There are some restrictions in our study. The participants of this study were the nurses from Levels 2 and 3 general hospitals in Shanghai. Nurses working at special hospitals and community health centers were not recruited in our study. To further test the applicability of the C-WOFS, future studies should take into account of this issue and also recruit nurses from other areas of China. As the word limitation of this paper, the findings regarding further psychometric properties, such as concurrent validity and convergent and divergent validity, will be reported in other papers and discussed based on the findings of above-mentioned literature.

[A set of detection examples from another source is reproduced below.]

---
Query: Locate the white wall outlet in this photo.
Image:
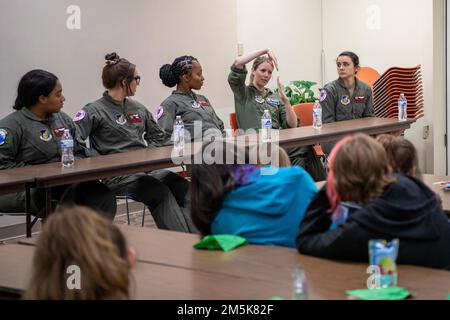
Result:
[238,42,244,56]
[423,125,430,140]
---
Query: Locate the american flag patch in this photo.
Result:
[128,113,142,122]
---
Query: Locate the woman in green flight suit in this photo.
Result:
[228,49,325,181]
[156,56,225,140]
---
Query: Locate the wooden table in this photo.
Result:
[0,118,412,237]
[15,226,450,299]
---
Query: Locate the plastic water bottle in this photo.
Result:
[313,100,322,129]
[398,93,408,121]
[61,129,75,167]
[261,110,272,142]
[292,266,308,300]
[173,116,184,150]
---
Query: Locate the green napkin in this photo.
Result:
[194,234,247,251]
[346,286,411,300]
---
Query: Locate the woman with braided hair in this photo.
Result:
[156,56,225,140]
[74,52,195,232]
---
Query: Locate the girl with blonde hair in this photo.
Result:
[25,206,136,300]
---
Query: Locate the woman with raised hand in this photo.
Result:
[228,49,325,181]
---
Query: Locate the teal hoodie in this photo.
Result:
[211,166,317,247]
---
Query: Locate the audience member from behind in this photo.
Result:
[191,141,317,247]
[376,134,422,180]
[25,206,136,300]
[297,134,450,269]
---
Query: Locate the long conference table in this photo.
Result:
[0,226,450,300]
[0,118,413,237]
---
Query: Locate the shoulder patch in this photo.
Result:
[319,89,327,102]
[73,109,86,122]
[156,106,164,120]
[0,129,8,146]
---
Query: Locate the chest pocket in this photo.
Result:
[19,125,60,164]
[99,113,145,143]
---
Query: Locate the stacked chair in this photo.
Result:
[372,65,424,120]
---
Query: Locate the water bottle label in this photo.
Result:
[261,119,272,127]
[61,140,73,148]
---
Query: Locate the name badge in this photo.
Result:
[192,100,200,109]
[255,96,265,103]
[128,113,142,122]
[39,129,53,142]
[53,127,66,137]
[116,113,127,126]
[266,98,281,106]
[341,95,350,106]
[353,96,367,103]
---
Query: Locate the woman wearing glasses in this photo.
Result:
[156,56,225,140]
[74,52,195,232]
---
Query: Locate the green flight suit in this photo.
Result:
[319,78,375,154]
[156,91,225,141]
[0,107,117,219]
[74,92,196,232]
[228,65,325,181]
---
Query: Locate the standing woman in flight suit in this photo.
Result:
[74,52,195,232]
[156,56,225,140]
[0,70,117,220]
[228,49,325,181]
[319,51,375,154]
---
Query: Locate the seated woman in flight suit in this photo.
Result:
[0,70,117,220]
[74,52,195,232]
[156,56,225,140]
[228,49,325,181]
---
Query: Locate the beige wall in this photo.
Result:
[323,0,443,172]
[0,0,237,122]
[236,0,322,94]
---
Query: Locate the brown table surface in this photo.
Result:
[0,118,411,193]
[16,226,450,299]
[0,166,39,194]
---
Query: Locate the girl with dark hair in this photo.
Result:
[319,51,375,154]
[0,70,117,219]
[228,49,325,181]
[297,134,450,269]
[156,56,225,140]
[191,140,317,247]
[25,207,136,300]
[74,53,195,232]
[376,134,422,180]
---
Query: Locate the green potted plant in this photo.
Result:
[274,80,317,106]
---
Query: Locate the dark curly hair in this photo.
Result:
[159,56,198,88]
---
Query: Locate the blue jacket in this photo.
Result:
[211,166,317,247]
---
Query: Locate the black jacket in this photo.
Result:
[297,175,450,269]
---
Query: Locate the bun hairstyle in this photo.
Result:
[159,56,198,88]
[102,52,136,92]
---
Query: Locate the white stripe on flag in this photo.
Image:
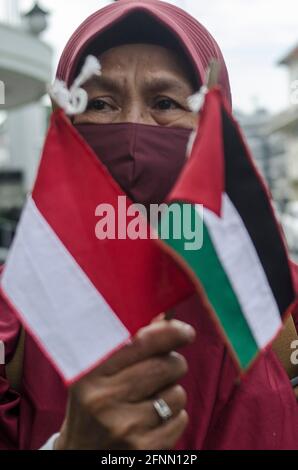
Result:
[1,197,130,381]
[204,194,282,348]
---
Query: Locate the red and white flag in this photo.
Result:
[1,110,192,383]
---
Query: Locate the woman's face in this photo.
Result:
[74,44,198,128]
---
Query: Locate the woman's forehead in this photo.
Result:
[99,43,196,88]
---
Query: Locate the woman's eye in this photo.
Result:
[88,98,113,111]
[154,98,181,111]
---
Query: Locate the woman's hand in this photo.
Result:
[55,320,195,450]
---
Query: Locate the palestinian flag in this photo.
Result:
[0,111,193,383]
[159,88,294,369]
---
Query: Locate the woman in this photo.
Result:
[0,0,298,449]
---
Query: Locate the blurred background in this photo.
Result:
[0,0,298,263]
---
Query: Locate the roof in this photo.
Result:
[278,44,298,65]
[23,2,49,18]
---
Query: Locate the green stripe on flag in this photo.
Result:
[159,202,259,368]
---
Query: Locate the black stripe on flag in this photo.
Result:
[222,108,295,315]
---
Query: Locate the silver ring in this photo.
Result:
[153,398,173,421]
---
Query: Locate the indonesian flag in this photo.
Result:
[1,110,193,384]
[160,88,295,369]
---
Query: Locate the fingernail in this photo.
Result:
[183,323,196,341]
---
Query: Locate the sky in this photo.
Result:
[4,0,298,112]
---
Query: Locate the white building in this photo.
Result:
[267,46,298,201]
[0,0,52,262]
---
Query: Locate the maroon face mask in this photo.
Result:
[75,123,192,208]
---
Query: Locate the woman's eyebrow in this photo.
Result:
[87,76,191,94]
[143,77,191,93]
[86,76,123,93]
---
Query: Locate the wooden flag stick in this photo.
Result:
[206,59,220,90]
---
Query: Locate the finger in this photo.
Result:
[151,313,166,324]
[141,410,188,450]
[113,352,188,403]
[100,320,196,375]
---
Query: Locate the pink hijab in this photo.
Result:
[57,0,231,103]
[0,0,298,449]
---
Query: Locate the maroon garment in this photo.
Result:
[75,123,192,211]
[0,262,298,449]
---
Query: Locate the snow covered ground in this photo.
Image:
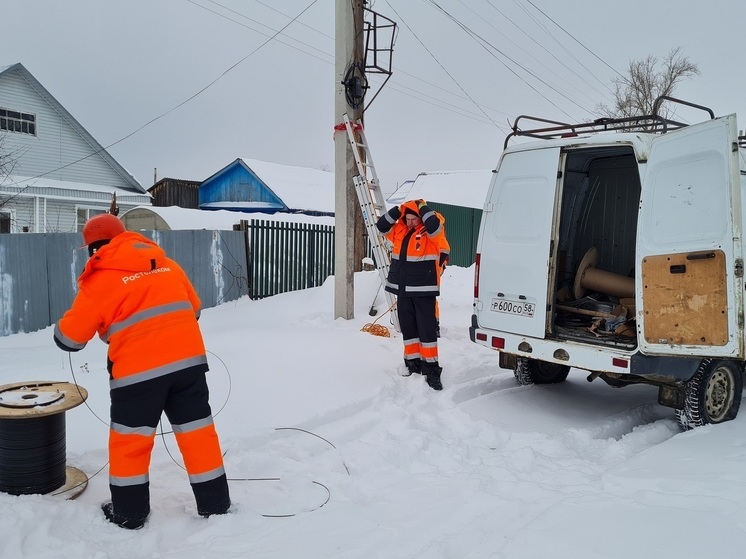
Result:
[0,267,746,559]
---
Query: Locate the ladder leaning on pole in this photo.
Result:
[344,113,401,332]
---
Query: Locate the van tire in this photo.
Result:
[513,357,570,386]
[676,359,743,430]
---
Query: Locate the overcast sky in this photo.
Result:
[0,0,746,192]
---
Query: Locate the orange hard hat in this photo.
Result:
[83,214,125,246]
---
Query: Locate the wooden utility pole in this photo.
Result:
[334,0,365,319]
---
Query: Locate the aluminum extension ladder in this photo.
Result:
[344,113,401,332]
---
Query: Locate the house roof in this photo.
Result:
[203,158,335,217]
[120,206,334,231]
[0,62,147,193]
[0,175,151,204]
[396,169,492,210]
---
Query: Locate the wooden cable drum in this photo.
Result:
[0,381,88,499]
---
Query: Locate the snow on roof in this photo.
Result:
[122,206,334,231]
[386,181,414,206]
[241,162,334,217]
[402,169,492,210]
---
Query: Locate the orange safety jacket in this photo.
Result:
[54,232,207,389]
[376,201,450,297]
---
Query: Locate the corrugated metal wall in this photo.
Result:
[427,202,482,268]
[0,231,248,336]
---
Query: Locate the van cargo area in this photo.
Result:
[469,97,746,428]
[549,146,640,348]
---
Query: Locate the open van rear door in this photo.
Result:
[474,148,560,338]
[635,115,743,357]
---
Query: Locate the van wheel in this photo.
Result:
[513,358,570,386]
[676,359,743,429]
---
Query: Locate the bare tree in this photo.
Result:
[596,47,699,118]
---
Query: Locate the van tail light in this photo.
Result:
[474,253,482,299]
[492,336,505,349]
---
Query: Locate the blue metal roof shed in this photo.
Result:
[199,159,288,217]
[199,158,334,216]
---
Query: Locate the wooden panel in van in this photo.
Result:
[642,250,728,346]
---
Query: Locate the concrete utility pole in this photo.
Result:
[334,0,365,319]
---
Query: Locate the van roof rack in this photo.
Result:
[503,95,712,149]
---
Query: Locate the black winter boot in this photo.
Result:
[426,366,443,390]
[402,357,422,377]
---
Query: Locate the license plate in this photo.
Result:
[490,299,536,318]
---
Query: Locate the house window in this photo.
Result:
[0,212,11,233]
[76,207,107,233]
[0,109,36,136]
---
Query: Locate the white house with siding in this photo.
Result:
[0,63,151,233]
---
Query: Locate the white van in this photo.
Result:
[469,97,746,428]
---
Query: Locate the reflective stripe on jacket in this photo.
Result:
[376,201,450,297]
[54,232,207,388]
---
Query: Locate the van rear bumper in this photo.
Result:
[469,315,701,385]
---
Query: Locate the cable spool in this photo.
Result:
[0,381,88,499]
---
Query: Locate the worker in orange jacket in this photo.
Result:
[54,214,230,529]
[376,200,450,390]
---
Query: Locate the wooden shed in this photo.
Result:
[148,178,201,209]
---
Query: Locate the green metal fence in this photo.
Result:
[242,219,334,299]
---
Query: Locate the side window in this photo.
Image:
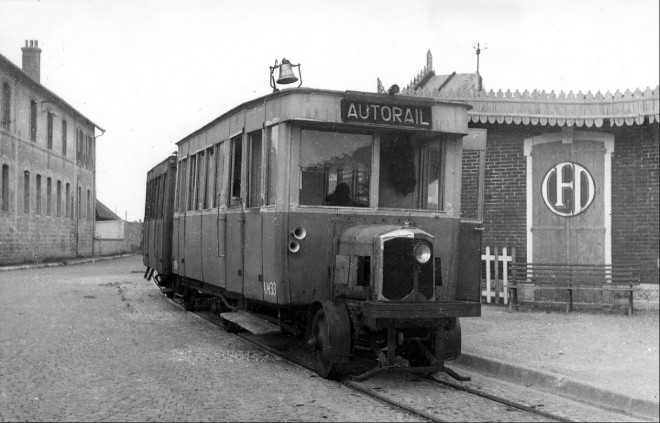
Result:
[266,125,279,206]
[195,151,206,210]
[46,177,53,216]
[188,155,197,210]
[46,111,55,150]
[247,130,262,207]
[213,142,227,207]
[64,182,71,217]
[87,190,94,220]
[378,134,445,210]
[176,158,188,212]
[55,181,62,217]
[204,147,216,209]
[23,170,30,214]
[30,100,37,141]
[299,130,372,207]
[62,119,68,157]
[419,142,444,210]
[230,135,243,204]
[2,165,9,211]
[35,175,41,214]
[0,82,11,130]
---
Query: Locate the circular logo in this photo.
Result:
[541,162,596,217]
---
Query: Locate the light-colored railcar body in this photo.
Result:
[145,88,481,377]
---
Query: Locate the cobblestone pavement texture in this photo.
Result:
[0,257,415,421]
[461,304,660,403]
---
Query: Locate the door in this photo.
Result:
[456,129,487,302]
[525,128,614,301]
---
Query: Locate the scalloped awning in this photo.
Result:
[401,86,660,128]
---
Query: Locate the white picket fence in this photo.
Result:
[481,247,516,304]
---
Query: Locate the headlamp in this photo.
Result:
[413,243,431,264]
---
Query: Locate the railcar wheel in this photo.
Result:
[309,308,339,379]
[183,289,197,311]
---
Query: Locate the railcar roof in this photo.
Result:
[176,88,472,145]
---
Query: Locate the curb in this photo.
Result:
[453,353,660,420]
[0,254,139,273]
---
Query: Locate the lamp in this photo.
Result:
[270,58,302,92]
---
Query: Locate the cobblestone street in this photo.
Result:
[0,256,422,421]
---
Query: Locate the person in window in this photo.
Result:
[325,182,351,206]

Taken together, reliable instruments are valuable for nurse leaders and policy-makers to detect factors influencing nurses’ practice both from hospital and wards levels. Compared to other mentioned instruments existing and assessing work environment at hospital level in China, the C-WOFS is promising and complimentary to further exploring the issues inducing nurses to either stay or leave their positions, with consequent impacts on the quality of patient care.

Acknowledgements

We would like to thank all the nurses who generously gave their time to participate in our survey. The study was sponsored by the research project of Tongji University School of Medicine (Yang Fan Project).